5.2 \(H_1\) hypothesis

Contrary, if the measured values are independently sampled from Gaussian distributions having (or not having) different means and standard deviations, the likelihood of the scaled data \(x_i \rightarrow (x_i - x_0)\big /u_i\) is

$$\begin{aligned} L(\textbf{x}|{\varvec{\mu }},\sigma =1) = \prod _{i=1}^m \frac{\exp \left[ -(x_i-\mu _i)^2\big /2 \right] }{\sqrt{2\pi }}, \end{aligned}$$
(32)

where \(\mu _i\) is the scaled mean. By using the prior (3),

$$\begin{aligned} \pi ({\varvec{\mu }}|a,b) = \prod _{i=1}^m \frac{\exp \big [-(\mu _i-a)^2\big /b^2\big ]}{\sqrt{2\pi }\,b}, \end{aligned}$$
(33)

the marginal likelihood \(Z(\textbf{x}|a,b)\) of the scaled data is given by (14).

To determine the most probable model in the family (4), we look for the values of the hyper-parameters a and b maximising their posterior density, \(Q(a,b|\textbf{x})\), which is given by (16). They are \(a_0=\overline{x}\) and \(b_0 = \textrm{argmax}\big [ Q(a=\overline{x},b|\textbf{x}) \big ]\), which must be found numerically. Eventually,

$$\begin{aligned} Z(\textbf{x}|H_1) = \frac{\exp \left\{ -\displaystyle \frac{m s_x^2}{2(1+b_0^2)} \right\} }{\sqrt{(2\pi )^m(1+b_0^2)^m}}. \end{aligned}$$
(34)

5.3 Results

The calculations relevant to this analysis are available in the supplementary material. The results are summarised in table 1. The posterior probabilities confirm our expectations regarding the measured G and k values and resolve the uncertainty for the h values.

The probabilities of the \(H_0\) models are smaller than expected, which may be because we assumed not only a common mean but also that it is equal to the weighted mean of the measured values. In addition, \(H_1\) does not exclude that the data are sampled from distributions with the same mean. It’s worth noting that, assuming a uniform prior for the data means, the Bayesian test of equal means would have been impossible.

Table 1 Posterior probabilities of the \(H_0\) and \(H_1\) data model

6 Conclusion

Given measurement results affected by additive uncorrelated Gaussian errors, we investigated the Bayesian inferences of the data means, individual means’ squares, and average means’ squares. The result is a new way to cope with the inconsistency originated by using a uniform prior, which inconsistency occurs because the uniform prior – contrary to what was intended and the belief that it is finite – encodes that the data power is infinite.
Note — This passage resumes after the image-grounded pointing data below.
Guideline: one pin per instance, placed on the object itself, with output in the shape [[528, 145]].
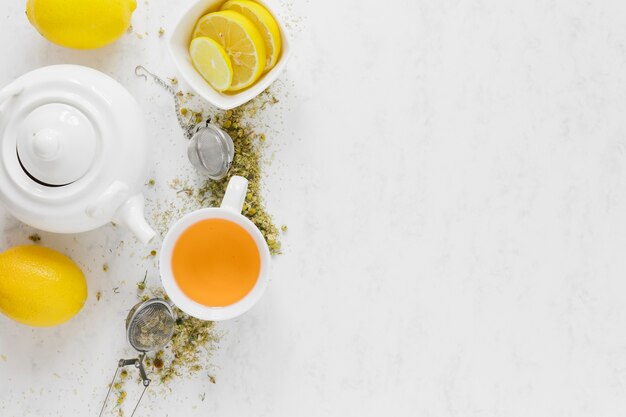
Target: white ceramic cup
[[230, 209]]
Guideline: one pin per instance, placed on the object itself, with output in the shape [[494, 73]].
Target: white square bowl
[[179, 50]]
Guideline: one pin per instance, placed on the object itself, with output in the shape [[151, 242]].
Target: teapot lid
[[56, 144]]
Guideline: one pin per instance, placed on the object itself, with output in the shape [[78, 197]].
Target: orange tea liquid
[[216, 262]]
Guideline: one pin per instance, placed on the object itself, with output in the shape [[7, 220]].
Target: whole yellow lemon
[[81, 24], [40, 286]]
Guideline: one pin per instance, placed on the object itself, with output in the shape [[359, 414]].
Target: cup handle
[[235, 194]]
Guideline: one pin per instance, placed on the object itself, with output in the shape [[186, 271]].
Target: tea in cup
[[214, 261]]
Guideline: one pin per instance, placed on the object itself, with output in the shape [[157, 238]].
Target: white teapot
[[73, 151]]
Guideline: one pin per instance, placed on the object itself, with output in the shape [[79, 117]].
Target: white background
[[453, 175]]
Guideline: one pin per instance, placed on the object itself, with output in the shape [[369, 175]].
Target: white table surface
[[453, 175]]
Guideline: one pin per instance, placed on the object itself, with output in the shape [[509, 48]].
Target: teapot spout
[[132, 216]]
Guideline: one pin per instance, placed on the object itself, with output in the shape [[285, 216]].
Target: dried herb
[[248, 163]]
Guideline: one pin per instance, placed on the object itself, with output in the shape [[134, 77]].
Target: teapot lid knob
[[56, 144]]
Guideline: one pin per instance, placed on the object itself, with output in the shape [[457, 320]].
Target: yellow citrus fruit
[[39, 286], [264, 22], [241, 40], [81, 24], [212, 62]]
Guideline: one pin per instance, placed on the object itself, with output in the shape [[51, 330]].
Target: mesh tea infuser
[[149, 327], [211, 150]]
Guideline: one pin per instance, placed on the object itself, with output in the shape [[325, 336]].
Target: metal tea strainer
[[149, 327], [211, 150]]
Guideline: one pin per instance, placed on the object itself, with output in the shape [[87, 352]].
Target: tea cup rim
[[180, 299]]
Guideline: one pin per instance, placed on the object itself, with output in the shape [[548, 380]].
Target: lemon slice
[[242, 42], [265, 22], [212, 62]]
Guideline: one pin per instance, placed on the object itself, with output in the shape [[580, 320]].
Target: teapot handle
[[9, 92]]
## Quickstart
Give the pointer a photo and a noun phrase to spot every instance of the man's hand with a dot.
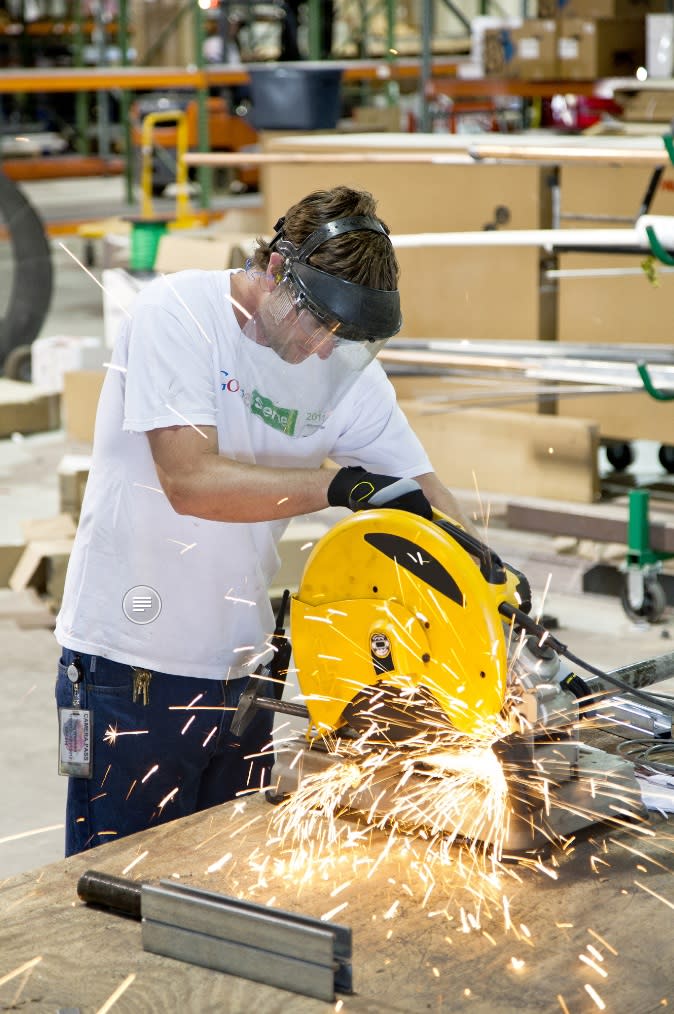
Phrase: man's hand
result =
(359, 490)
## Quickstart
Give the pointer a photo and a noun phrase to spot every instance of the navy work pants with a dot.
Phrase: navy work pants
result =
(159, 761)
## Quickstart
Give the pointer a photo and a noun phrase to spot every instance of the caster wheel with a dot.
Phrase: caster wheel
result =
(620, 455)
(653, 604)
(18, 364)
(666, 457)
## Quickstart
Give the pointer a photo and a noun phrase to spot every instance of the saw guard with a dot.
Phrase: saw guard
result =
(388, 596)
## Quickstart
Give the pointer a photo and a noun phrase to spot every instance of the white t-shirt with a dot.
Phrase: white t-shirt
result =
(181, 359)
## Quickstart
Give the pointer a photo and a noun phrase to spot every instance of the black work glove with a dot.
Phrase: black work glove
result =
(357, 489)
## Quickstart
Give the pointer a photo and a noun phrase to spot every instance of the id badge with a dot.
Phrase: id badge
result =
(75, 742)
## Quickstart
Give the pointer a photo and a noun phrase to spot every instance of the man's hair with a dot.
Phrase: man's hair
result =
(363, 257)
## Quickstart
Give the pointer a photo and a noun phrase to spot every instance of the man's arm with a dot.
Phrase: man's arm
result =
(199, 481)
(440, 497)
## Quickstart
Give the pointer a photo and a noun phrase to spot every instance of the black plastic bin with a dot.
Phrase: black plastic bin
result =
(295, 97)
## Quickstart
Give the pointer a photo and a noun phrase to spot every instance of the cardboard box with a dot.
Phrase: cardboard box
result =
(510, 452)
(54, 355)
(209, 252)
(454, 195)
(10, 554)
(499, 52)
(81, 389)
(598, 8)
(535, 50)
(373, 118)
(606, 48)
(73, 474)
(44, 562)
(492, 47)
(26, 409)
(470, 292)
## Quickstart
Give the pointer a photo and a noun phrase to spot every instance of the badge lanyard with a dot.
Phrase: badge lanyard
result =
(75, 730)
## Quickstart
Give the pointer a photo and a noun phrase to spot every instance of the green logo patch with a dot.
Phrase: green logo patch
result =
(284, 420)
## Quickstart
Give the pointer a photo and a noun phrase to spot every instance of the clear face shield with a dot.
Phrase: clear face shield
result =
(313, 334)
(302, 365)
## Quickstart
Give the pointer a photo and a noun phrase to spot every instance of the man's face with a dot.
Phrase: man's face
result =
(293, 334)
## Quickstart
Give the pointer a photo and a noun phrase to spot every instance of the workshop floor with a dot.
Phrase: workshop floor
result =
(31, 794)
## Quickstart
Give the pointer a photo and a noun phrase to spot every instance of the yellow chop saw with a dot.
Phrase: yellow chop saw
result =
(434, 701)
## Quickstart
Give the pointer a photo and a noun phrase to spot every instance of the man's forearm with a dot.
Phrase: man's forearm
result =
(222, 490)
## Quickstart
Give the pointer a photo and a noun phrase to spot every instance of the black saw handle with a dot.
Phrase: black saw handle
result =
(492, 567)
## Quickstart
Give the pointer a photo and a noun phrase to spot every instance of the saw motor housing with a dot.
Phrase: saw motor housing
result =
(392, 602)
(390, 597)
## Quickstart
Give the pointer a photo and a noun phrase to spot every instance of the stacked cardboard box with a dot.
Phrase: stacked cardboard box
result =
(569, 40)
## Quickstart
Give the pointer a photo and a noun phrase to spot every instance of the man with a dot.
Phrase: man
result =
(226, 393)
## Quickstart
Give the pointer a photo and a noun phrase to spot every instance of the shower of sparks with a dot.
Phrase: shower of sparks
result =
(188, 308)
(113, 999)
(21, 968)
(93, 278)
(111, 734)
(185, 547)
(135, 862)
(167, 798)
(152, 489)
(655, 894)
(592, 993)
(185, 420)
(241, 601)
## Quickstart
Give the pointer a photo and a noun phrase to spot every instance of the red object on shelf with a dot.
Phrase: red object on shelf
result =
(575, 113)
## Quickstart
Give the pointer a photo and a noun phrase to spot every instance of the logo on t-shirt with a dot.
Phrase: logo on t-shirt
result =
(284, 420)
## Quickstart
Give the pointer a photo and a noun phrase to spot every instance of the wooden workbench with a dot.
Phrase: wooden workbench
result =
(608, 901)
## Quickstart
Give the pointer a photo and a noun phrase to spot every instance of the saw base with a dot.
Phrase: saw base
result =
(589, 787)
To minimise the difference (expressed by the Kullback–Leibler divergence) from the uniform distribution, we encoded the measurands’ indistinguishability and the belief of finite measurand values in a normal prior hyper-parameterised by the mean and variance. Averaging over the unknown hyper-parameters or letting the data to chose the most supported ones removes the shortcomings of the uniform distribution.

In the case of a single datum, the inferred measurand is not biased to the smallest value, as occurs in [4], but it is the measurement result itself. With more than one datum, we derived a James–Stein estimate of every single measurand consistent with the stated belief. This result was obtained without the use of empirical methods as in [8]. We showed that, as the sample size grows, the inference of the mean power is consistent and converges to the frequentist estimate.

After proving that it produces sound posteriors for the data mean and power while avoiding inconsistencies, we applied the hyper-parameterised normal prior to determining whether the measured values of the Newtonian constant of gravitation came from populations with the same mean or not. We repeated the test using the results of the measurements of the Planck and Boltzmann constants. If we had used an improper prior for the data mean, this Bayesian test would have been impossible.